If you are starting out on Microsoft® Excel®, this article will introduce you to basic applications and methods for using filters. The filters are one of the most fundamental and popular functions of the software and mastering their use will enable you to advance in your Excel capabilities.
Applications of Excel Filters
One of the keys to getting the most out of Excel is creating a subset of data within a spreadsheet. Data subsets are created using filters, which allow you to drill down and find the precise information you need. Filtering provides a quick overview of the range of your data for a specific variable.
Depending on the information in your spreadsheet, you can filter data in three ways:
- Based on numbers
- Based on text data
- Based on dates
These three methods of filtering data provide a basic glimpse into the many possible applications for filtering data. For example, if you work in the sales department of a company, you may want to see the range of sales figures for a given product, see all of the sales associated with a particular sales representative, or see all of the sales on a particular date.
Start with a Basic Filter
To become familiar with the filter function in Microsoft Excel, let’s begin by applying a basic filter to an existing spreadsheet.
- Open a completed spreadsheet with columns and headers (here is an example you can use), and save it to your desktop.
- Click any single cell inside a data set in the spreadsheet.
- On the Data tab in the Sort & Filter group, click Filter.
- A small box with a grey downward triangle on the right side of the top row of the columns will be visible.
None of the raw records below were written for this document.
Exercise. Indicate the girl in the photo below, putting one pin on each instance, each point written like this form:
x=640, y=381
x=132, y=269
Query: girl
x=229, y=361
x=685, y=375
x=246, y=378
Click the arrow and you will see all of the options available to you to limit the data.
- Click on Select All to clear all of the check boxes, then check the box for your selection and click OK.
- The result is a display of the figures exclusively for that selection.
Working with Filters and Limits
The basic filter options will default based on the data type in the column. For example, in the image below, dates in the month/day/year format show the year as the first layer with months as the next layer, and then days as the layer beneath.
To drill down further into this data to help certain values stand out, you may wish to set inclusive or exclusive limits. To filter the data in this spreadsheet and limit your data to include only the date of August 3rd, follow these steps:
- Uncheck Select All
- Under 2017, click the grey box with a plus sign on the left of August
- Select the checkbox left of 03
With this foundational understanding of how Excel filters work, you can ramp up your capabilities through practice as increasingly complex assignments and projects come across your desk.